La ejemplaridad no es una opción: es la base de la democracia.
Opinión: Ángel Sánchez
La confianza ciudadana en las instituciones democráticas no se pierde de un día para otro: se erosiona poco a poco. Con cada silencio, con cada sospecha que no recibe respuesta. Y cuando esa desconfianza se instala, no hay relato ni discurso que la repare. Solo los hechos, la transparencia y la ejemplaridad pueden intentar reparar la brecha que, de lo contrario, se agranda siempre en beneficio de la antipolítica y, por lo tanto, de los movimientos antidemocráticos.
En El Campello, como en cualquier municipio, el Ayuntamiento no es una entidad abstracta: es la casa común; es quien gestiona el dinero público para, a través de los representantes electos, mejorar, en lo posible, la vida cotidiana de la ciudadanía. Por esto, cada representante electo tiene una responsabilidad que va más allá de la gestión: tiene la obligación de comportarse con escrupulosa legalidad, con claridad en sus actos, y con ejemplaridad en su conducta.
A cualquier ciudadano se le exige cumplir la ley. A un cargo público se le exige, además, demostrarlo todos los días. Porque la legitimidad democrática no se hereda ni se presume: se gana día a día, con comportamientos que refuercen la confianza, no que la debiliten.
La legitimidad democrática no se agota en el origen electoral. No basta con haber sido elegido: hay que gobernar con legalidad, con transparencia y con respeto escrupuloso a los procedimientos. Porque la legitimidad se construye también en el proceso, en el día a día, en cada decisión que afecta a lo público. Y si ese proceso se pone en duda, si se sospecha que se han vulnerado controles, que se han camuflado gastos, que se ha eludido la rendición de cuentas, el problema no es solo del gobierno de turno: es un problema de la institución.

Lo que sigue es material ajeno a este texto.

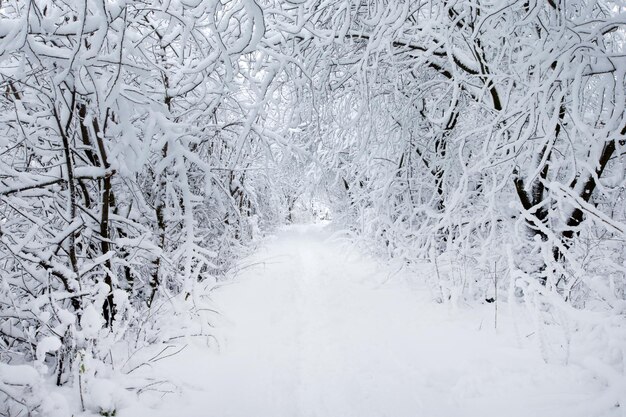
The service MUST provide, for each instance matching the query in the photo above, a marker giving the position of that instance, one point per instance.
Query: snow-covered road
(312, 329)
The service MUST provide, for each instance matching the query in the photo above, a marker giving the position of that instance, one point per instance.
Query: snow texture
(312, 328)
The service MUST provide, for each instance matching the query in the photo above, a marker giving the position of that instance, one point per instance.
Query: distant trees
(131, 138)
(140, 142)
(457, 125)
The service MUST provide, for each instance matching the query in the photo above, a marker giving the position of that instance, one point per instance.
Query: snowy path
(313, 330)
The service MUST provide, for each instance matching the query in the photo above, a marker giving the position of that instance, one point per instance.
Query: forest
(146, 145)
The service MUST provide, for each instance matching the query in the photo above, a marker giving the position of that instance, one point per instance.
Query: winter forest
(473, 150)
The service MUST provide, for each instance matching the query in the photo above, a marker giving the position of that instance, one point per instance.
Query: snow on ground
(313, 329)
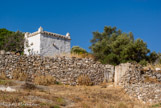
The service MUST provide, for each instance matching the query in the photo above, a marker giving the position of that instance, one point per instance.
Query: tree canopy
(112, 46)
(11, 41)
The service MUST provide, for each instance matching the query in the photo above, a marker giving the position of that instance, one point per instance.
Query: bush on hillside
(112, 46)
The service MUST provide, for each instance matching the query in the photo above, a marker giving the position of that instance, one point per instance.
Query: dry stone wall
(65, 70)
(143, 84)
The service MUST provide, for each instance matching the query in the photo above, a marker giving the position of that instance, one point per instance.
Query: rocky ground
(28, 95)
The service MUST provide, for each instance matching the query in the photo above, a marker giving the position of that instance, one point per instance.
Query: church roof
(40, 31)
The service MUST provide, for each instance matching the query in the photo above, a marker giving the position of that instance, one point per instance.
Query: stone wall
(143, 84)
(65, 70)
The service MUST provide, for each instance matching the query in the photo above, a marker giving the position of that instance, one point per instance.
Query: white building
(46, 43)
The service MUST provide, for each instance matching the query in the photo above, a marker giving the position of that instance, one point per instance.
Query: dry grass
(7, 82)
(44, 80)
(151, 66)
(87, 55)
(65, 96)
(19, 75)
(151, 80)
(3, 76)
(84, 80)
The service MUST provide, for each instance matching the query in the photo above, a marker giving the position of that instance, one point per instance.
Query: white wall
(50, 45)
(34, 45)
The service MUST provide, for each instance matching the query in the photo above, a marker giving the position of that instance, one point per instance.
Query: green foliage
(114, 47)
(78, 50)
(11, 41)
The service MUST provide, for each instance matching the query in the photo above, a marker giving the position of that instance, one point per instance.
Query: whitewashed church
(46, 43)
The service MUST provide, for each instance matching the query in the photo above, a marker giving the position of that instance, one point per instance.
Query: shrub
(19, 75)
(44, 80)
(143, 62)
(7, 82)
(3, 76)
(78, 50)
(28, 86)
(84, 80)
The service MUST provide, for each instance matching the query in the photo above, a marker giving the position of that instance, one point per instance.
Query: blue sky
(82, 17)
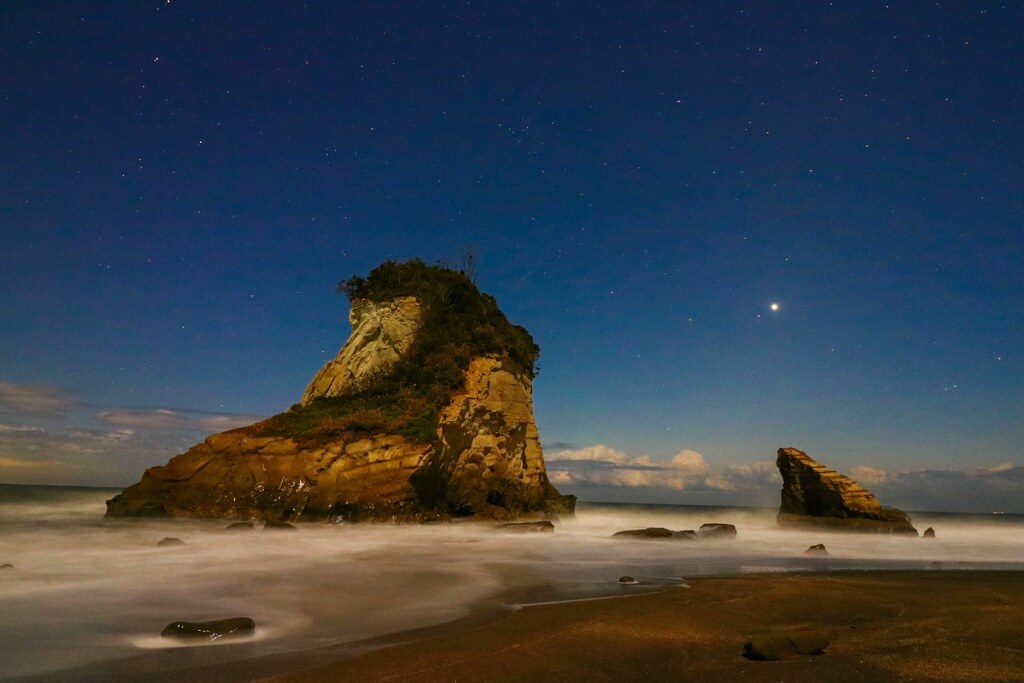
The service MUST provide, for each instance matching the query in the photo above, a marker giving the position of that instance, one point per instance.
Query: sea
(85, 597)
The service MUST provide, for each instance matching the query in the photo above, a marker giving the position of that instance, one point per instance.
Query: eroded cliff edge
(814, 496)
(426, 413)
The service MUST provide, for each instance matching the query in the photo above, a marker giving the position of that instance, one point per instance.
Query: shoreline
(883, 626)
(942, 625)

Es un problema de la democracia, y por lo tanto, es un problema de todos y todas.
Cuando surgen dudas sobre la gestión de fondos públicos, el silencio institucional no puede ser una opción, pues se convierte en una renuncia a la pedagogía democrática. Y sin pedagogía, la política se convierte en rumor, en sospecha, en distancia. La ciudadanía necesita saber que sus representantes no solo cumplen la ley, sino que lo hacen con luz y taquígrafos. Que no se esconden tras la burocracia ni tras discursos exculpatorios que más parecen huidas. Que entienden que gobernar, también es explicar.
La ejemplaridad no es un lujo moral: es, en estos momentos más que nunca, una exigencia democrática. Y cuando se vulnera, no solo se pone en riesgo una factura o una partida presupuestaria. Se pone en riesgo el, insisto (hasta la saciedad si es preciso) débil vínculo entre ciudadanía e instituciones. Por eso, ante cualquier polémica, la respuesta no puede ser el silencio. Debe ser la palabra, la documentación, la rendición de cuentas. Porque solo así se defiende la democracia: con hechos, con verdad y con ejemplaridad.